そのリガーヴへ向けて超極大紅蓮猛毒蛇は大口を開き、高熱のガスを吐き出した! 巨体な分、吐き出されるガスの量も勿論多い。人一人など余裕を持って覆ってしまうその高熱のガスが、空中で動作の制御が効かないリガーヴに対して容赦なく襲い掛かった。
「【全てを飲み込む黒】」
ガスに覆われる寸前、リガーヴがそう呟いた。すると黒い靄がリガーヴを包みこむように出現する。迫りくる高熱のガスが靄に接触すると、靄はガスを掻き消すように吸い込んだ。
そしてまだガスを吐き続けている超極大紅蓮猛毒蛇の口内に、リガーヴは跳躍の勢いのまま侵入し漆黒の槍を突き刺した。
大蛇が一度痙攣を起こす。大蛇はそこでガスを吐くのを止め、口内に侵入したリガーヴを吐き出すためであろう、首を振り回した。いや、正確には振り回そうとした。

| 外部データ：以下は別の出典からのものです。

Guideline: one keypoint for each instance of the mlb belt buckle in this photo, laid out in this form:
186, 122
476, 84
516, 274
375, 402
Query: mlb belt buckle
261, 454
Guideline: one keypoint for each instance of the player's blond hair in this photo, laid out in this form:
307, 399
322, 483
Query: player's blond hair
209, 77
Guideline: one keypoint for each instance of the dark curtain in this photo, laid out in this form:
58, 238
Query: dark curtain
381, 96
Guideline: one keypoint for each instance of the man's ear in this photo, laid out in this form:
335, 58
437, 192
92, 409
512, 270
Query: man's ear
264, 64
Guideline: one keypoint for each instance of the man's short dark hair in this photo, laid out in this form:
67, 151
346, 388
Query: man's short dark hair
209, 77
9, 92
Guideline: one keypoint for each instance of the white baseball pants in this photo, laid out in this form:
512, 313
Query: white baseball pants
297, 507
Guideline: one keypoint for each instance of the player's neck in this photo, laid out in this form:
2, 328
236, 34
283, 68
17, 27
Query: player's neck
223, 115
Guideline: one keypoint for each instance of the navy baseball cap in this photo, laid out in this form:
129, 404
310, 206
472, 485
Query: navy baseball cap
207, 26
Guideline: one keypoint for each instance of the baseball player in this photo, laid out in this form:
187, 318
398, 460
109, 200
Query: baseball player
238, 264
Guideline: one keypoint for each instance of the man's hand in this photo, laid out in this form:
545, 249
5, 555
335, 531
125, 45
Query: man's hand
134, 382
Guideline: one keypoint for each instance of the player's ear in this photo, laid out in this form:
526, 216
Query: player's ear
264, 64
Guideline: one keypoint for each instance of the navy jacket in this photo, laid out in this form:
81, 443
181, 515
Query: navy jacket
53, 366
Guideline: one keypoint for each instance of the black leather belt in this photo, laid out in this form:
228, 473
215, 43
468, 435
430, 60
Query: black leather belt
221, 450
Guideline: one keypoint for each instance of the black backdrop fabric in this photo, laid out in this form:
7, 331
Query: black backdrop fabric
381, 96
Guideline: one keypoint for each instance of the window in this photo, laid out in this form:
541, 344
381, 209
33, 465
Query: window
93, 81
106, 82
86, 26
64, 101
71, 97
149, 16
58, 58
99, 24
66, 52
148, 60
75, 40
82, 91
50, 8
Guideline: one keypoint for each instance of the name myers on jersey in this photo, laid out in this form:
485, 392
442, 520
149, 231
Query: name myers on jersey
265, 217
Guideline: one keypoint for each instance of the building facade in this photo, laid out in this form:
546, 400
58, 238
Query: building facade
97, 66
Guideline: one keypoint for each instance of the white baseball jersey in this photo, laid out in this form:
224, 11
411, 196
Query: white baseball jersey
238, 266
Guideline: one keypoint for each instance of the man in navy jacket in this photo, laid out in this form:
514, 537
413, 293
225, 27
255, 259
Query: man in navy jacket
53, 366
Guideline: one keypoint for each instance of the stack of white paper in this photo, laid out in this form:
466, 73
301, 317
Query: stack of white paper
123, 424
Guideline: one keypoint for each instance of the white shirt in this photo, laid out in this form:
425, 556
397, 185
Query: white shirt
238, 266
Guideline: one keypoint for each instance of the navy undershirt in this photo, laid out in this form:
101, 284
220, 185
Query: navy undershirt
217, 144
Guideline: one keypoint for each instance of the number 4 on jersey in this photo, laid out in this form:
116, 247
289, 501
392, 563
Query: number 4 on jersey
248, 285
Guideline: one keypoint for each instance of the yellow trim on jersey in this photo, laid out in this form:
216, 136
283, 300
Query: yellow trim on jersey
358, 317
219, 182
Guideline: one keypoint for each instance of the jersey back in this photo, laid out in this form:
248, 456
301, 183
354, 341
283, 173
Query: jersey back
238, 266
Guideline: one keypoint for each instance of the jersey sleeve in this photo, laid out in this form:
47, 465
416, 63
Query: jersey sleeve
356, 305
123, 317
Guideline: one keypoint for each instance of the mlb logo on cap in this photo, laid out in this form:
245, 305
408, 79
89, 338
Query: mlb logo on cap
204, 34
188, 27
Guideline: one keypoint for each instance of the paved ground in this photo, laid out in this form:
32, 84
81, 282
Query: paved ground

しかし中のリガーヴは既に次の行動を行っていた。先ほど蛇の群れにして見せた連続薙ぎ払い。それと変わらない速度で黒槍を振り回し、大蛇の頭を内側から切り裂く。
結果、超極大紅蓮猛毒蛇の頭は一度振り切る事も叶わず滅多切りにされ四散した。
頭を失った胴体は、なすすべなく倒れ落ちる。
(つ、強すぎる……!)
クレイは、自分達と試合をしていたリガーヴを思い出した。
────あの時、リガーヴは『迎撃』しか行っていなかった。しかし、一転攻めに回ればこんな化け物すらもいとも簡単に蹂躙してしまうという事実を叩きつけられる。ニ対一のハンデに加え武器のハンデがあって尚、リガーヴは手加減していたのだとクレイは確信した。
「きゃあああああッ!!!」
突如背後から、聞こえる悲鳴。それは、紛れもなくリールのものだった。
すぐに後ろを振りかえるクレイ。
そこで眼に入ったものは、大きく分けて二つ。
一つは今リガーヴが仕留めた超極大紅蓮猛毒蛇と変わらない大きさの、何やら白い液状のようなものに全身を覆われ横たわっている物体。詳細は分からないが状態を予測するに恐らくヴィルハルトが何かして超極大紅蓮猛毒蛇を仕留めたのだろう。
そしてもう一つはリールがいるはずのテントに頭を突っ込んだ、やはりこちらと変わらない大きさの超極大紅蓮猛毒蛇だった。